GSK

GSK and Spero Therapeutics announce exclusive licence agreement for tebipenem HBr, a late-stage antibiotic that may treat complicated urinary tract infections

Published By GSK [English], Thu, Sep 22, 2022 1:00 AM


For media and investors only

The exclusive licence allows GSK to commercialise tebipenem HBr in all regions except for Japan and certain other Asian countries

Spero Therapeutics receives $66 million upfront, with potential for future milestone payments and tiered royalties

GSK to purchase $9 million in shares of Spero common stock

GSK plc (LSE/NYSE: GSK) and Spero Therapeutics, Inc. (Nasdaq: SPRO) today announced they have entered into an exclusive licence agreement for tebipenem pivoxil hydrobromide (tebipenem HBr), a late-stage antibiotic being developed by Spero, as the first oral carbapenem antibiotic to potentially treat complicated urinary tract infections (cUTI), including pyelonephritis, caused by certain bacteria.

Luke Miels, Chief Commercial Officer, GSK, said:

There is a high unmet medical need for a novel oral antibiotic as an alternative to intravenous hospital therapy for drug-resistant complicated urinary tract infections. Tebipenem HBr complements GSK’s infectious disease strategy and is consistent with our commitment to find value-enhancing opportunities to build a strong late-stage portfolio. Tebipenem HBr has a clear US FDA regulatory path to potential approval, which could significantly benefit patients with complicated urinary tract infections.

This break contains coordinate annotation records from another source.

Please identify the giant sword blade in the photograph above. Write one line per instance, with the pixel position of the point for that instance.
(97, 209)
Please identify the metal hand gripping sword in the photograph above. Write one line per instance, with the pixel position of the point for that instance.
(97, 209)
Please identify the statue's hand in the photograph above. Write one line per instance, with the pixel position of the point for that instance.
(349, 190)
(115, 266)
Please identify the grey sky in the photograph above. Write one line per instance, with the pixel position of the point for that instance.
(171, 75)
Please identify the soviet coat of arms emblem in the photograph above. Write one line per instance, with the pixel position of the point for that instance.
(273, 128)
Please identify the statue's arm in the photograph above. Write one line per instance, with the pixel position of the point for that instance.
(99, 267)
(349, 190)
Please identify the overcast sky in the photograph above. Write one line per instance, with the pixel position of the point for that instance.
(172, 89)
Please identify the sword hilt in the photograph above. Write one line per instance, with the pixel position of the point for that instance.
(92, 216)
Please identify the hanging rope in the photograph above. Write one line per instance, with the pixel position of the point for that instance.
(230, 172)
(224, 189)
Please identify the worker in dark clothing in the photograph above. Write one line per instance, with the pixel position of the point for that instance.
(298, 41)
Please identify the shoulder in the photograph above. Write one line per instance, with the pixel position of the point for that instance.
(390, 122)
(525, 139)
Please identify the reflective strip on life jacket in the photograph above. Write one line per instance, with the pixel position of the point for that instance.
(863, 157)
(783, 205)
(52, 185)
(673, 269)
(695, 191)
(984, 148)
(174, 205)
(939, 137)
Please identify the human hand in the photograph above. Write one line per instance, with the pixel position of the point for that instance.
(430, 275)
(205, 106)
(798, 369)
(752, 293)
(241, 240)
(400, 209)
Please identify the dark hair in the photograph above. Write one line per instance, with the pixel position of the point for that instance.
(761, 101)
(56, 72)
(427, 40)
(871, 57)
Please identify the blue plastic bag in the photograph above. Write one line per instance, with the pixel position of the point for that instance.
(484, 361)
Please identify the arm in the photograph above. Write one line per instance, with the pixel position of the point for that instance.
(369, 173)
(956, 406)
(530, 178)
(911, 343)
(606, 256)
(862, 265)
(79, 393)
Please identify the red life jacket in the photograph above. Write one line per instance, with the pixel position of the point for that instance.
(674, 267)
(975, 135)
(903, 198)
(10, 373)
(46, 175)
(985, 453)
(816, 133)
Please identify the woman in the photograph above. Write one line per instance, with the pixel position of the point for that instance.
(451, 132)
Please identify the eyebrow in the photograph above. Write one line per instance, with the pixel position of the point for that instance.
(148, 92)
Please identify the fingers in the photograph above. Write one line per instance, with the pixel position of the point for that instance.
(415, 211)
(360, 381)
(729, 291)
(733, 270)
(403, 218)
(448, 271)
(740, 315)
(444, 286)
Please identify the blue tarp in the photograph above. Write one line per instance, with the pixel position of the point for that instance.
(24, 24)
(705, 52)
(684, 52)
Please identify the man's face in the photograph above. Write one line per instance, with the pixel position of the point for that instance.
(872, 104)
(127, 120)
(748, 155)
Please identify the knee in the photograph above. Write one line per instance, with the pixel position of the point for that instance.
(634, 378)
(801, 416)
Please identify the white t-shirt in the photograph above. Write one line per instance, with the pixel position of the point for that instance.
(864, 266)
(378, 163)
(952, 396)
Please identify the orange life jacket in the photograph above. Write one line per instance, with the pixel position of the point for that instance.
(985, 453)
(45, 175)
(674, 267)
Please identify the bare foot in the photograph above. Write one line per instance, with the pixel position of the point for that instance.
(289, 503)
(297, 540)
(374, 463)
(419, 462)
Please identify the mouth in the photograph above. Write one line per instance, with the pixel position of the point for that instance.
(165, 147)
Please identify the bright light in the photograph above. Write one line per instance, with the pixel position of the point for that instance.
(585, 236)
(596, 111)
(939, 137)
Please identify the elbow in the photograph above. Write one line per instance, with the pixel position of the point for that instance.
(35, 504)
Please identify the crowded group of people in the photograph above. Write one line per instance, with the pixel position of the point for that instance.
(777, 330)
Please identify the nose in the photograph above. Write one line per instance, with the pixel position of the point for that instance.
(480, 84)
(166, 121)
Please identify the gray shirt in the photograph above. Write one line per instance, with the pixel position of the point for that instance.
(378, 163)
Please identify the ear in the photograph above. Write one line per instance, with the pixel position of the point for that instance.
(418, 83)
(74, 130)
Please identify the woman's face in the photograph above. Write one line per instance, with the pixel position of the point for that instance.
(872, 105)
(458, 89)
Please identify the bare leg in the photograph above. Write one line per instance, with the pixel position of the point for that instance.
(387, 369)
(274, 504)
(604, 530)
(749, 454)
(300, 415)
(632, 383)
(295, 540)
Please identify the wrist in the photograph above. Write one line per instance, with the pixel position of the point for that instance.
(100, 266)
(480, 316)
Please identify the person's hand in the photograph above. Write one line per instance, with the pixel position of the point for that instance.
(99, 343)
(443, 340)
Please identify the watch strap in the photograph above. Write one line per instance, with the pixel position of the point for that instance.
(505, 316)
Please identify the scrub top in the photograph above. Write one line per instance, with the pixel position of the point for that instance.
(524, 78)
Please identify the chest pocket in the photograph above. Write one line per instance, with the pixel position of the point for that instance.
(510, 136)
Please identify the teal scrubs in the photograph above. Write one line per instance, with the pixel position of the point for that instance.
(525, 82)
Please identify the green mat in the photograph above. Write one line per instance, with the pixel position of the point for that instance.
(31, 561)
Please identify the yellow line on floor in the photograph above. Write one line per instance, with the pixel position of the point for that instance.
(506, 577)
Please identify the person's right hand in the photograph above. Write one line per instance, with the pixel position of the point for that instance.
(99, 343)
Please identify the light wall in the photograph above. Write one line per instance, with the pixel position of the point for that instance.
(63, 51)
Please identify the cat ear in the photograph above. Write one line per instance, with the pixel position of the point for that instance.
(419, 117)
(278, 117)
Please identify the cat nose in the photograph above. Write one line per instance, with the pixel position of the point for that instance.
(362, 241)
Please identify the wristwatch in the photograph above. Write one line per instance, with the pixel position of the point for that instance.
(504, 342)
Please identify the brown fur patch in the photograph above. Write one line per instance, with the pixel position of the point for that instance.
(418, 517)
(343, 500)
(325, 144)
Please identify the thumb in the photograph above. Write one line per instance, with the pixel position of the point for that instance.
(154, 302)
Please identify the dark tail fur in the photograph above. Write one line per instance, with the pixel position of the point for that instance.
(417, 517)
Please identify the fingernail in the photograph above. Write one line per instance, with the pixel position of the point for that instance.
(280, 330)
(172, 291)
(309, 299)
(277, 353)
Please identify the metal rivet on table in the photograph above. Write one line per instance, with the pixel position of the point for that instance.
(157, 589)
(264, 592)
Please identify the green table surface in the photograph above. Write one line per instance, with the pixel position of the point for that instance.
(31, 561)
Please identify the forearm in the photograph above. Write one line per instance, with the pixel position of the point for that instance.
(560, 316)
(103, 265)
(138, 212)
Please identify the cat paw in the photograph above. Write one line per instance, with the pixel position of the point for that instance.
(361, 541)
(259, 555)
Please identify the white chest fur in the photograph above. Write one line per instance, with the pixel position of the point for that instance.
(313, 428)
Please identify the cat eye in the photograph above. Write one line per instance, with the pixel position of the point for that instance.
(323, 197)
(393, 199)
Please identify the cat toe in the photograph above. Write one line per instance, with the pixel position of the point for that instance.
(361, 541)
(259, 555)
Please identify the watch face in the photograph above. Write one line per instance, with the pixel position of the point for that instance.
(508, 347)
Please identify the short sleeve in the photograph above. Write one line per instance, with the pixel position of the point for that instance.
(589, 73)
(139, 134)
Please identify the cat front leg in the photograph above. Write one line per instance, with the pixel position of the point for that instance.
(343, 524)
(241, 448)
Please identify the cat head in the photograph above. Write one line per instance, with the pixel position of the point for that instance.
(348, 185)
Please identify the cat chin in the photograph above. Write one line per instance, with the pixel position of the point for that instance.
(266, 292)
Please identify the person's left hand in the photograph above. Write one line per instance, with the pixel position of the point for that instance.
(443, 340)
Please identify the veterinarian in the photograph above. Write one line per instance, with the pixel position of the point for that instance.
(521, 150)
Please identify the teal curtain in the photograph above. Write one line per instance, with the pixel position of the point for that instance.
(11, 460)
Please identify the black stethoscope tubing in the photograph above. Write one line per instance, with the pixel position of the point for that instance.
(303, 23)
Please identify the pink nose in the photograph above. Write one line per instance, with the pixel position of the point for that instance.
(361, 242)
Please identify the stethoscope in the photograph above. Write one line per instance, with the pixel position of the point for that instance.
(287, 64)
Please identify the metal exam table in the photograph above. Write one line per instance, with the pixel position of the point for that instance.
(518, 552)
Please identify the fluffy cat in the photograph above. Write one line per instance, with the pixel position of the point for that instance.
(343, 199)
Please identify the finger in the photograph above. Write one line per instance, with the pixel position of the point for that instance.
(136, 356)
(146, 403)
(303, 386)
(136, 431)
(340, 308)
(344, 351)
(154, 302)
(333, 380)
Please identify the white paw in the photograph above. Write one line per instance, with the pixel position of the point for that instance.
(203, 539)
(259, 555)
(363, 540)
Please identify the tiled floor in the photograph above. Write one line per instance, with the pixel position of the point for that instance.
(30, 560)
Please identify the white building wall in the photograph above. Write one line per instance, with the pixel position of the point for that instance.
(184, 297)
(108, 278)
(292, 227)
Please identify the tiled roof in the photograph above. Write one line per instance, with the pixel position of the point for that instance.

Spero’s agreement with GSK provides a critical step towards fully realising the value tebipenem HBr can potentially provide to physicians, payors, and patients,” said Ankit Mahadevia, M.D., Chief Executive Officer of Spero. “We are thrilled to collaborate with GSK on developing tebipenem HBr for patients suffering from complicated urinary tract infections. With their antibiotic expertise and global commercial reach, GSK is ideally positioned to launch tebipenem HBr following regulatory approval as the first oral treatment for complicated urinary tract infections, providing patients with an alternative to in-hospital intravenous therapy. Tebipenem HBr’s potential as an at-home, oral option can potentially be of significant benefit by reducing hospital resource utilisation. In addition, our partnership with GSK strengthens our balance sheet and shareholder base.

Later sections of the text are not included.